Deux mois plus tard - Porte de Piston - Gare de l’Est

À Piston City, la libération avait succédé au deuil, et le deuil à la célébration. Le crime commis par Lady Siwa en représailles de la mort de son mari fut rendu public, et souleva dans la population une incroyable consternation. Cette reine qui avait déjà commis tant d’erreurs, et entraîné Sélinda dans sa succession de mauvais choix, avait en plus bafoué la noblesse de Siwa.

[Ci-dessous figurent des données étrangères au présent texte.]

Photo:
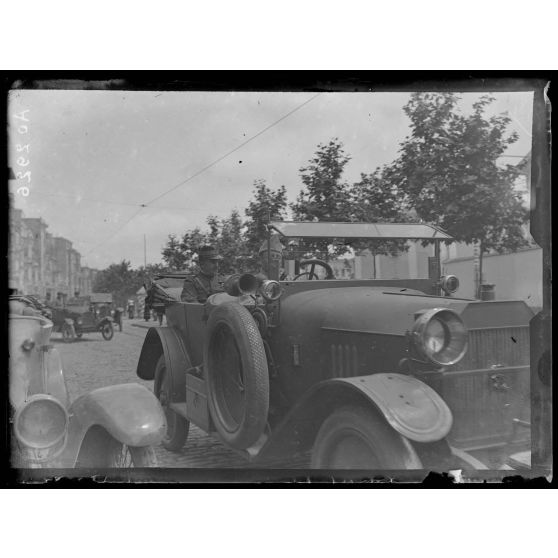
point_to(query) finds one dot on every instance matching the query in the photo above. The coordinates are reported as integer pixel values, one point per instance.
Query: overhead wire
(207, 167)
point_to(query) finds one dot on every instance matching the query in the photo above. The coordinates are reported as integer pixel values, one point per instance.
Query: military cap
(208, 253)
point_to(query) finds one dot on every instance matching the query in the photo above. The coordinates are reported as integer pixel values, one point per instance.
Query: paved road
(91, 362)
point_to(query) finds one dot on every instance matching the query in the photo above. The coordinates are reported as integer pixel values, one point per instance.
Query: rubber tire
(107, 336)
(177, 426)
(389, 449)
(234, 319)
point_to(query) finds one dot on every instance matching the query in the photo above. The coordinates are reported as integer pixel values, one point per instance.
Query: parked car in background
(114, 426)
(85, 314)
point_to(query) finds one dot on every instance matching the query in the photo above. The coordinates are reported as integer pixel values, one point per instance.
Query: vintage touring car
(115, 426)
(85, 314)
(363, 374)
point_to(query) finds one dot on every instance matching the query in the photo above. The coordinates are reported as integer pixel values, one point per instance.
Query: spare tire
(237, 375)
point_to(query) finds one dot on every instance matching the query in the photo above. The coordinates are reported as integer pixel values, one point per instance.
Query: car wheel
(237, 375)
(68, 333)
(357, 438)
(107, 331)
(177, 425)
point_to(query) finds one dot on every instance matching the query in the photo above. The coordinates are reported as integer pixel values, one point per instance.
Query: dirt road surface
(91, 362)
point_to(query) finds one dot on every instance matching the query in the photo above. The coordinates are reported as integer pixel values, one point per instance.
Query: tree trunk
(481, 249)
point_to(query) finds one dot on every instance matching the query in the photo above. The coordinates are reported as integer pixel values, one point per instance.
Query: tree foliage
(118, 279)
(325, 195)
(447, 171)
(265, 203)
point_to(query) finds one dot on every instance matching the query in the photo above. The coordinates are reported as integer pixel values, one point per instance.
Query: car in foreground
(366, 374)
(114, 426)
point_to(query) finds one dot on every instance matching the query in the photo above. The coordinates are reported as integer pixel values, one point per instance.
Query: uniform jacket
(198, 287)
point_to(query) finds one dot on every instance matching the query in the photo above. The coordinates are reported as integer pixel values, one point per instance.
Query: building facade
(42, 264)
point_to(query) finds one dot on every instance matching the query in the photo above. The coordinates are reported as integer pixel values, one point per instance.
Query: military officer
(199, 286)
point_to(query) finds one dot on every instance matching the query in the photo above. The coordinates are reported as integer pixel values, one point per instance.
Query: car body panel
(130, 413)
(37, 369)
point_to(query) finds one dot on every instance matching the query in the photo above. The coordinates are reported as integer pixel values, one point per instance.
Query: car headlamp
(440, 336)
(449, 283)
(270, 290)
(41, 422)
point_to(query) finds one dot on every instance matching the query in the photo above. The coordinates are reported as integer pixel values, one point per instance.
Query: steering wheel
(311, 275)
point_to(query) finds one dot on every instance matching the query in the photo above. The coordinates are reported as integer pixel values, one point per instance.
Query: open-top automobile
(114, 426)
(369, 374)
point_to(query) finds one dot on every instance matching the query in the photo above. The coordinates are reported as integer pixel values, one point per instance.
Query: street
(91, 362)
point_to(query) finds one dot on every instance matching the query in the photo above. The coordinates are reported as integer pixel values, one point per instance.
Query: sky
(95, 156)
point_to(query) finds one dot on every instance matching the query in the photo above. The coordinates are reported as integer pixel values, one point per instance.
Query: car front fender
(409, 406)
(130, 413)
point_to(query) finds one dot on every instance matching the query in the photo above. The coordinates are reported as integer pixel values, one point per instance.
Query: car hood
(389, 310)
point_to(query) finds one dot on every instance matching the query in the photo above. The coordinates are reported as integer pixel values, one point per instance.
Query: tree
(447, 171)
(231, 244)
(374, 200)
(266, 203)
(173, 254)
(178, 254)
(120, 280)
(325, 196)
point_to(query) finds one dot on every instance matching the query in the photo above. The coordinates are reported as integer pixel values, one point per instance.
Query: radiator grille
(488, 347)
(482, 413)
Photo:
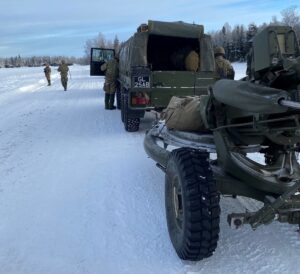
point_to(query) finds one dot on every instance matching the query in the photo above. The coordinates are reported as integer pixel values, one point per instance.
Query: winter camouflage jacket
(63, 69)
(223, 68)
(111, 69)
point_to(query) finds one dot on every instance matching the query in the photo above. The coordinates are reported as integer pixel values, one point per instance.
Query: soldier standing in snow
(111, 69)
(63, 69)
(224, 69)
(47, 71)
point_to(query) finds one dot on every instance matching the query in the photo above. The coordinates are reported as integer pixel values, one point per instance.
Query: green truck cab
(152, 67)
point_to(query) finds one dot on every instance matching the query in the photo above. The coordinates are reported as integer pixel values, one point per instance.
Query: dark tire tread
(200, 205)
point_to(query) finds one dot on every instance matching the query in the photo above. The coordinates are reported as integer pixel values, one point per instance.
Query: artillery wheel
(192, 204)
(130, 124)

En expulsant les Fanériques, Lady avait créé le conflit qui allait provoquer la mort de son mari, l’échec du règne de sa fille, la violence des révoltes, et la folie d’Arawan. Elle était la première protectrice du royaume de vapeur à faillir dans sa tache, et manqua de peu d’entrainer son royaume dans sa chute. Cette aventure marquait le plus grand tournant de l’histoire de Piston depuis près trois cents ans.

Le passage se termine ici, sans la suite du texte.